Le code australien de négociation des médias d’information (News Media Bargaining Code – NMBC) représente la référence mondiale en ce sens qu’il permet aux entreprises médiatiques de négocier sur un pied d’égalité, et donc sur le plan commercial, avec les plateformes numériques dominantes.

Je ne prétends pas être un commentateur impartial du NMBC. J’étais président de la Commission australienne de la concurrence et de la consommation (Australian Competition and Consumer Commission – ACCC) lorsque celle-ci a conçu le NMBC et a ensuite été mandatée par le gouvernement australien pour le mettre en œuvre.

Selon mes observations, le NMBC a permis aux entreprises de presse de toutes les tailles d’obtenir plus de 200 millions de dollars par année de la part de Google et Facebook.

En outre, ces médias estiment qu’ils peuvent négocier d’égal à égal avec les plateformes dominantes, ce qui apparaissait peu envisageable avant l’adoption de la législation.

L’enquête de l’ACCC sur les plateformes numériques a clairement démontré que le journalisme d’intérêt public engendre des externalités positives considérables, puisque les avantages pour la société vont au-delà de ceux qui sont prêts à payer pour y accéder. En effet, ce type de journalisme oblige les géants du web à rendre des comptes, constitue un recueil d’archives essentiel, offre un forum d’idées et peut militer pour des objectifs sociaux plus larges. Quand vous bénéficiez de davantage de ce journalisme, tous les membres de la société en profitent dans une certaine mesure, qu’ils y aient accès ou non.

Déséquilibre

Nous avons constaté un déséquilibre au niveau du pouvoir de négociation des entreprises de médias d’information face aux grandes plateformes numériques. Google et Facebook disposent d’un pouvoir de marché ou de négociation substantiel, que ce soit dans les marchés de la recherche, les médias sociaux ou la publicité par affichage. Dans leurs relations avec les entreprises de presse, les plateformes sont considérées comme des « partenaires commerciaux incontournables ».

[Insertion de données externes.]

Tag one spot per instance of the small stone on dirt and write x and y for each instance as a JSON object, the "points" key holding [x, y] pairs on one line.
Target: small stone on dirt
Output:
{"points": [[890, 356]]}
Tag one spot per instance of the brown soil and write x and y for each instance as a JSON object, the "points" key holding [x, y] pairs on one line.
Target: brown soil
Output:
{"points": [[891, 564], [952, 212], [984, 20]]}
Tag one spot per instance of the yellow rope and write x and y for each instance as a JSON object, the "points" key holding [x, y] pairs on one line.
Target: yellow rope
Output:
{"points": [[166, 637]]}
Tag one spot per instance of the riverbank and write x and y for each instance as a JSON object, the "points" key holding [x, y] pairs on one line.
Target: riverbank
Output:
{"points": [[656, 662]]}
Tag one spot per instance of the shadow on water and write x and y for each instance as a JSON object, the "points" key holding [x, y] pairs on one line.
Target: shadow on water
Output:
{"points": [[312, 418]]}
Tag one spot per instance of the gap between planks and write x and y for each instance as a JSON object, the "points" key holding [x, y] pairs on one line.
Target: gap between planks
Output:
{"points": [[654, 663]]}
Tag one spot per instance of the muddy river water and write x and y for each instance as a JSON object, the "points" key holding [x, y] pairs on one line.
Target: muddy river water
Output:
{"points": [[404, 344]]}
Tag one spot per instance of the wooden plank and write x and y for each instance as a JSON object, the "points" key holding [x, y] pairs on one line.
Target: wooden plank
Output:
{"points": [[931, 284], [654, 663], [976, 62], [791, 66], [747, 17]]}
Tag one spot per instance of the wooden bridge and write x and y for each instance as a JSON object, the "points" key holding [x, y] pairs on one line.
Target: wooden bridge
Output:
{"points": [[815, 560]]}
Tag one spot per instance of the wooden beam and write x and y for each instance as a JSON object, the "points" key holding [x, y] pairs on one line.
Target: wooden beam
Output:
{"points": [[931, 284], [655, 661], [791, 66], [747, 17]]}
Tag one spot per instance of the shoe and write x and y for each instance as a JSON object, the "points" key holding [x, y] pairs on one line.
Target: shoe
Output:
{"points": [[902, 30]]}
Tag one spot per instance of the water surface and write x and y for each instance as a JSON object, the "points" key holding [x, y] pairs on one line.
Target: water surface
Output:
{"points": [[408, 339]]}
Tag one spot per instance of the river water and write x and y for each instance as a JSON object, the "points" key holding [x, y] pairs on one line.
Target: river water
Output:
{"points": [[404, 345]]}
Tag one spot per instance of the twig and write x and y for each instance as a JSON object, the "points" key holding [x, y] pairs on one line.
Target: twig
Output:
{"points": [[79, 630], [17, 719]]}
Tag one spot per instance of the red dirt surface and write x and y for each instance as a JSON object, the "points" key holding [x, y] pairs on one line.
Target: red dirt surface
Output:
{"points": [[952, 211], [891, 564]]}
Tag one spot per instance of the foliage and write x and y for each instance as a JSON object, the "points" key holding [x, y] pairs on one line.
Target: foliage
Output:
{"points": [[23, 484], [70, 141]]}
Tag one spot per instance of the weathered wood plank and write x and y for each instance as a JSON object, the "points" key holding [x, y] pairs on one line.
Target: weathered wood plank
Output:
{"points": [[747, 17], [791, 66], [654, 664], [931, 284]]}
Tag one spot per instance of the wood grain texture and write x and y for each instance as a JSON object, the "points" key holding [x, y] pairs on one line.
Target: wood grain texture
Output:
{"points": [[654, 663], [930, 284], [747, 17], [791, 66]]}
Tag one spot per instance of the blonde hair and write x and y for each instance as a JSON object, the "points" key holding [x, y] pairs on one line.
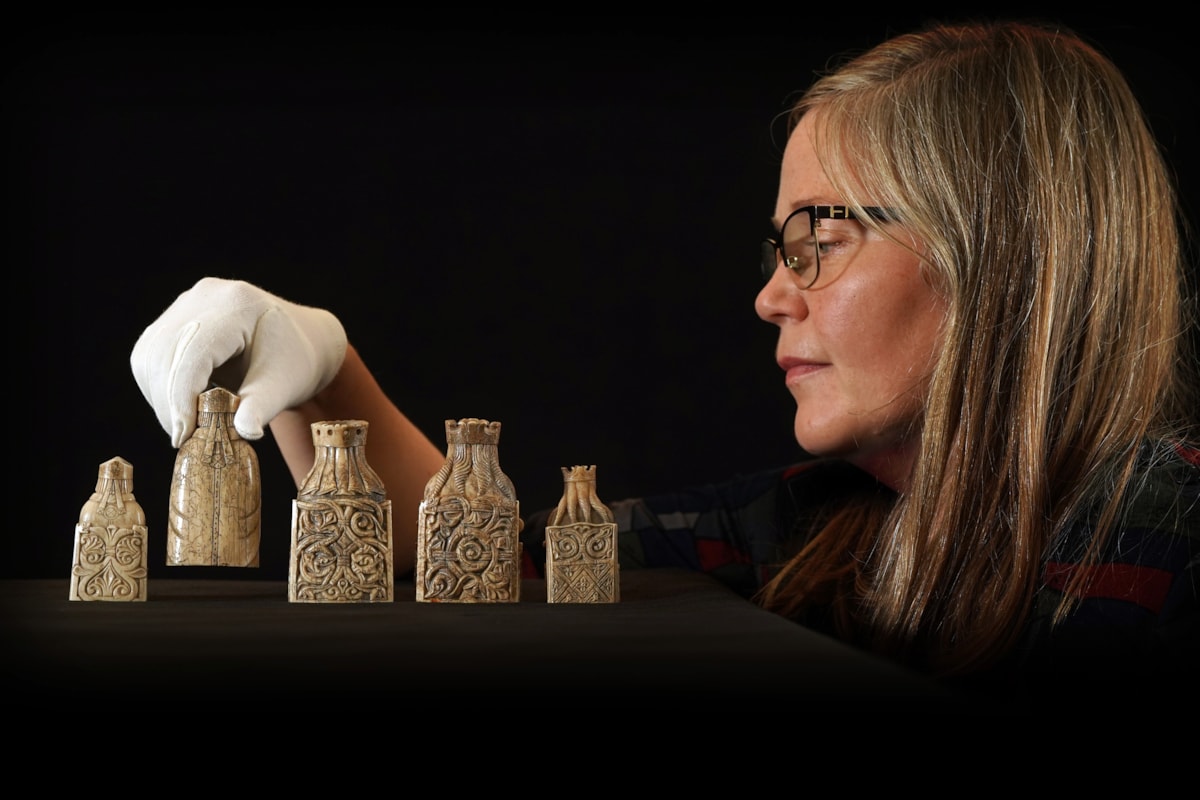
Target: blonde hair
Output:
{"points": [[1020, 157]]}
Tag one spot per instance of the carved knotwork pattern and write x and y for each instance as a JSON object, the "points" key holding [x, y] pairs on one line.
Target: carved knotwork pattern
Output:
{"points": [[111, 563], [582, 564], [469, 551], [341, 551]]}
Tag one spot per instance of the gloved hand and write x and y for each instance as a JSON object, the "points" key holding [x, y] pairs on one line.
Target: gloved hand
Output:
{"points": [[271, 353]]}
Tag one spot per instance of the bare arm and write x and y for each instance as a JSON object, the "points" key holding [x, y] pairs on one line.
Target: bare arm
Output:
{"points": [[400, 453]]}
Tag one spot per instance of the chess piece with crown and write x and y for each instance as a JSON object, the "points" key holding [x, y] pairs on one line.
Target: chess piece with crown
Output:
{"points": [[341, 523], [581, 543], [467, 541]]}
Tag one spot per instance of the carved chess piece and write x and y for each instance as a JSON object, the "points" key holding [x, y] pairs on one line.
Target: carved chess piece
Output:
{"points": [[341, 523], [581, 545], [467, 541], [216, 494], [111, 540]]}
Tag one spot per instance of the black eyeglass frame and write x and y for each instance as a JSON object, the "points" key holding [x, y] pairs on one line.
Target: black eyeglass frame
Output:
{"points": [[772, 251]]}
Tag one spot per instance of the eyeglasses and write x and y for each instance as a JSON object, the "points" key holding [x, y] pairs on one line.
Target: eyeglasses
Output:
{"points": [[804, 250]]}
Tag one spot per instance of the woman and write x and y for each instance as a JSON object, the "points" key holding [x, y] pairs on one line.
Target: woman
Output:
{"points": [[983, 324]]}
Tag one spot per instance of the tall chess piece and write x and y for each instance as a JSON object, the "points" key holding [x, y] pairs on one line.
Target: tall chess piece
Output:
{"points": [[581, 545], [341, 523], [216, 493], [111, 540], [467, 541]]}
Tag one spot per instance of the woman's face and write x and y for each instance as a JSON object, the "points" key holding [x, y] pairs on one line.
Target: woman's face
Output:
{"points": [[856, 350]]}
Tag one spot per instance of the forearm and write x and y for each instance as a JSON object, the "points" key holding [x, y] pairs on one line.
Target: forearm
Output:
{"points": [[402, 456]]}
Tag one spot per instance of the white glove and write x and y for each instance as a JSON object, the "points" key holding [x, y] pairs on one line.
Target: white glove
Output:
{"points": [[271, 353]]}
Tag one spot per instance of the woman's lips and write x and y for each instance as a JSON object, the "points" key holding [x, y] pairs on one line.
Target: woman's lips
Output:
{"points": [[798, 368]]}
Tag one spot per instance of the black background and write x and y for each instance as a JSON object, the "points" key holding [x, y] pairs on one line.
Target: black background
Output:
{"points": [[553, 227]]}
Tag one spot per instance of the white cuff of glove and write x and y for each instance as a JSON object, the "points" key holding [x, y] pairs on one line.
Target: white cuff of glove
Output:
{"points": [[274, 354]]}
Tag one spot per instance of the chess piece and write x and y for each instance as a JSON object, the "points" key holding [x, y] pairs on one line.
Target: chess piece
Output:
{"points": [[581, 545], [468, 525], [216, 494], [341, 523], [111, 540]]}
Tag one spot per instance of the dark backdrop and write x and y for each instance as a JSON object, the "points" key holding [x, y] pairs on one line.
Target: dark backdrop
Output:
{"points": [[557, 230]]}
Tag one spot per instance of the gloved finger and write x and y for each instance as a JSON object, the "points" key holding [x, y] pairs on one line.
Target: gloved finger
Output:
{"points": [[199, 349], [283, 371]]}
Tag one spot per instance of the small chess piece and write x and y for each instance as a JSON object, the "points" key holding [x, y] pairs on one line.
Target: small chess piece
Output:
{"points": [[111, 540], [468, 525], [216, 494], [341, 523], [581, 545]]}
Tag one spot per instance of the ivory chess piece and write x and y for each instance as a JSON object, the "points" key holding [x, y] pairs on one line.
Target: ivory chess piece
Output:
{"points": [[111, 540], [468, 547], [341, 523], [216, 494], [581, 545]]}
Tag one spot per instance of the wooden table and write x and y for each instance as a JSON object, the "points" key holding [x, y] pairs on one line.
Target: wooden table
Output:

L’enquête a révélé que si les plateformes avaient besoin des médias d’information en général pour attirer et retenir l’attention des utilisateurs sur leurs services, elles n’avaient pas besoin du contenu d’une entreprise médiatique en particulier. En revanche, les entreprises de médias d’information avaient besoin de Google et de Facebook pour attirer du trafic sur leurs sites. Les références vers les actualités fournies par Google et Facebook étaient effectivement des services incontournables, ce qui leur conférait un pouvoir de négociation important.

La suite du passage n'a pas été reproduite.